Karle ha lavorato con un chirurgo vascolare per immaginare un nuovo design per il sistema vascolare del cuore, potenzialmente in grado di migliorarne la funzione e di avere conseguenze meno gravi in caso di ostruzione di una aorta. Entrambe le opere mettono in discussione il modo in cui gli interventi biomedici curano e migliorano il corpo, superano la selezione naturale e possono alterare il corso dell’evoluzione. The Heart of Evolution? si interroga sul modo in cui l’umanità verrebbe alterata – fisicamente ed emotivamente – da tali modifiche al nostro design e da simili tecnologie per curare e migliorare il corpo.
Rovesciare le convenzioni
Ma per Amy Karle la fisiologia è anche una fonte di ispirazione per ribaltare le convenzioni sul corpo e sulla bellezza. Internal Collection è una serie di abiti ispirati all’anatomia umana, che rappresentano piuttosto fedelmente i nostri apparati interni: il sistema nervoso, i polmoni, il sistema vascolare e i legamenti. Fondendo moda, biologia e tecnologia, Karle ha creato abiti realmente indossabili.
Amy Karle, Internal Collection, cardiovascular (2017).
Amy Karle, Internal Collection, nervous system (2017).
Amy Karle, Internal Collection, lungs (2017).
Amy Karle, Internal Collection, ligaments (2017).
Ogni pezzo ha un approccio di progettazione unico.

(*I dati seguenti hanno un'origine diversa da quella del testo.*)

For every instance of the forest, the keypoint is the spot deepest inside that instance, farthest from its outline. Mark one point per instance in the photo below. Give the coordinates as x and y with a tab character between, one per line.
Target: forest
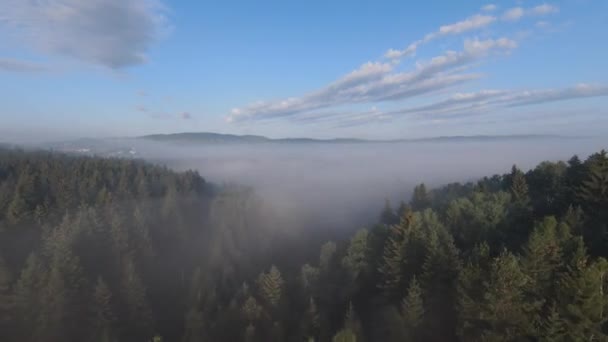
106	250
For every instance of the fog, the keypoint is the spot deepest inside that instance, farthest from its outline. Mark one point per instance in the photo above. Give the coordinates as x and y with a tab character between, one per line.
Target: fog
344	185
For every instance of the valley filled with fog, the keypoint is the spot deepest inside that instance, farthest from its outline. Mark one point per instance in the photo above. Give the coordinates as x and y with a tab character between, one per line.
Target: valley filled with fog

Il vestito Breathe, basato sull’anatomia dei polmoni, e la tuta ispirata al sistema nervoso sono stati creati per esempio da disegni in stile anatomico realizzati a mano dall’artista e poi trasformati nell’ambiente di modellazione CAD. Ma ha impiegato anche tecniche come le scansioni 3D e la creazione di design a zero o basso spreco.
Karle crea oggetti ispirati all’anatomia umana, con tecniche avanzate che potrebbero contribuire a far avanzare la ricerca scientifica. Ma non si limita a questo: l’artista si interroga – ed esorta chi osserva le sue opere a fare lo stesso – sul senso della nostra esistenza e sui confini, a volte scivolosi, tra avanzamento biotecnologico ed etica. «L’indagine non consiste (necessariamente) nel trovare le risposte, ma nell’affinare le domande migliori da porre. Le domande poste sono un invito a un’ulteriore indagine, a una ricerca più approfondita e a un discorso, piuttosto che a una conclusione».
Un futuro da creare
L’attenzione del mondo sull’intelligenza artificiale e l’arte generativa è cresciuta solo negli ultimi anni, ma è una ricerca che Amy Karle porta avanti fin dal 2015. Finora ha collaborato con aziende, organizzazioni e istituzioni. Ha contribuito a think tank internazionali, hackathon e conferenze sull’IA, sostenendo una convivenza etica ed emancipante con l’IA. «Il futuro con l’IA non deve essere qualcosa che ci accade, ma è qualcosa che possiamo co-creare».
L’artista vanta innumerevoli mostre e premi e nel 2019 è stata selezionata dalla BBC come una delle 100 donne più influenti al mondo. Per l’artista, creare un’opera d’arte e condividerla pubblicamente nei musei e online fa crescere la consapevolezza sul complesso rapporto tra tecnologia e bioetica più di quanto facciano gli esperimenti in un laboratorio e su scala molto ridotta.
Amy Karle sogna un futuro in cui le collaborazioni tra uomo e biotecnologia sono etiche, sostenibili e moltiplicatrici. Ma pensa che non ne dobbiamo ignorare i potenziali pericoli. «Dobbiamo essere consapevoli dei possibili impatti, positivi e negativi. L’intersezione tra bioarte, biodesign, tecnologia, scienza e medicina promette di superare i confini tradizionali, aprendo territori inesplorati. Vedo un futuro in cui la bioarte e il biodesign non sono solo un riflesso, ma parti attive nella creazione e nel dibattito dell’innovazione scientifica e medica, nonché un laboratorio dalle potenzialità infinite per sperimentare una comprensione nuova dell’etica, delle speranze, delle paure e dei misteri della vita».
Gli abiti della serie Internal Collection (2017). Design di Amy Karle, fotografia di Christyl O’Flaherty.